(A) Federal learn - Getting acquaintance

List of
(a) Federal learn - Getting acquaintance
(b) of the Federal learn -Fate standalone deployment

1. Generate

1.1 Development of Artificial Intelligence

In recent years, artificial intelligence can be described as catch, setting off a wave of wave after wave, from face recognition, live test found that the criminal case to the police Alpha Dog Wars humans go hand Shishi, to unmanned, and has been widely used in precision marketing, AI gradually entered every aspect of people's lives. Of course, can not help but appear over-touted part, led to a misunderstanding of the AI -AI omnipotent, as so easy, why I can not make use of it? While chasing AI has missed the point, AI rely on data to feed, but also a large number of high-quality data.
In real life, except for a few giant companies able to meet the vast majority of companies there is less data, poor data quality problems, insufficient to support the realization of artificial intelligence technology.

1.2 laws and regulations, protect data privacy

With the further development of big data, attention to data privacy and security has become a worldwide trend. Each will be public disclosure of data caused great attention from the media and the public, such as the recent Facebook data breaches caused a large-scale protests. At the same time countries are strengthening the protection of data security and privacy, the new bill EU has recently introduced the "General Data Protection Regulation" (General Data Protection Regulation, GDPR) indicates that user data privacy and security management increasingly stringent will be the world trend. This has brought unprecedented challenges to the field of artificial intelligence, research and business communities present situation is one of the collection of data is usually not a party to use the data, such as the A-side data collection, transferred to the B-side to clean, and then transferred to the C side modeling, Finally, the model sold to D's use. This data transfer between entities, in the form of exchange and transactions in violation of GDPR, and the bill may have been severely punished. Similarly, in China since 2017 implementation of the "Network Security Act People's Republic of China" and the "People's Republic of China General Principles of Civil Law," also pointed out that network operators must not disclosure, alteration, destruction of personal information it collects, and data transactions with third parties when the need to ensure the development of the proposed contract expressly agreed scope of data protection obligations and transaction data. These regulations establish varying degrees of artificial intelligence traditional data processing model presents new challenges.

1.3 data island issues

With the introduction of the importance of data security and privacy protection bill, before extensive data sharing is challenged, the individual data back to the data owner island state, at the same time, Internet companies are also more difficult to collect and utilize user's private data.
Data island phenomenon is not only not disappear, but will become the new norm, even it exists not only between different companies and organizations also exist within the large group.

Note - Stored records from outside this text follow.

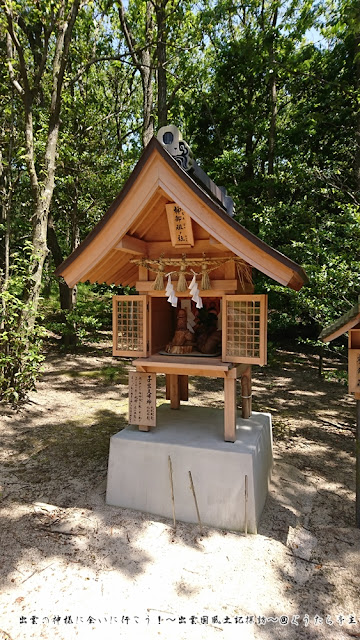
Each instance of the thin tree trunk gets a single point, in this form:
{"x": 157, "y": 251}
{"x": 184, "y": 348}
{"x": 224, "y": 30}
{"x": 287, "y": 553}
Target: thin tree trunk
{"x": 144, "y": 65}
{"x": 160, "y": 9}
{"x": 273, "y": 100}
{"x": 42, "y": 189}
{"x": 357, "y": 80}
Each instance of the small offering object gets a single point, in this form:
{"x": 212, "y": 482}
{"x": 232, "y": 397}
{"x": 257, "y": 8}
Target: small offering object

The future, we must face the status quo: if we want to make better use of data, do more meaningful things with big data and AI, it is necessary, data sharing between companies and between users in different organizations, but the need to meet the shared data privacy protection and security of the premise.
Privacy and data leakage abuse like the sword of Damocles hanging over the head of various companies and organizations, thus solving data islands, has become one of the most important issue to be solved AI industry.

1.4 Federal born learning

To solve the above difficulties, relying only on traditional methods bottlenecks have emerged. How the premise of meeting data privacy, security and regulatory requirements, to design a framework for machine learning, artificial intelligence systems to allow more efficient and accurate use of their data together, is an important topic in artificial intelligence development. We propose to shift the focus to the study of how to solve the problem of data silos. We propose a meet privacy protection and data security of a viable solution, called the federal study.
Federal study are:

  • Parties to retain data locally, without revealing not violate privacy laws and regulations;

  • More participants to create a virtual total joint data model, and the common benefit of the system;

  • In the federal system of learning, each participant of the same identity and status;

  • Federation model learning effect and the whole set of data in a model of the effect of the same, or a little difference (in the alignment of each data user (User
    Alignment) or feature (feature alignment) under the conditions of alignment);

  • Migration in the case where learning is not user or alignment features can also be achieved by knowledge of the effect of migration between the data exchange encryption parameters.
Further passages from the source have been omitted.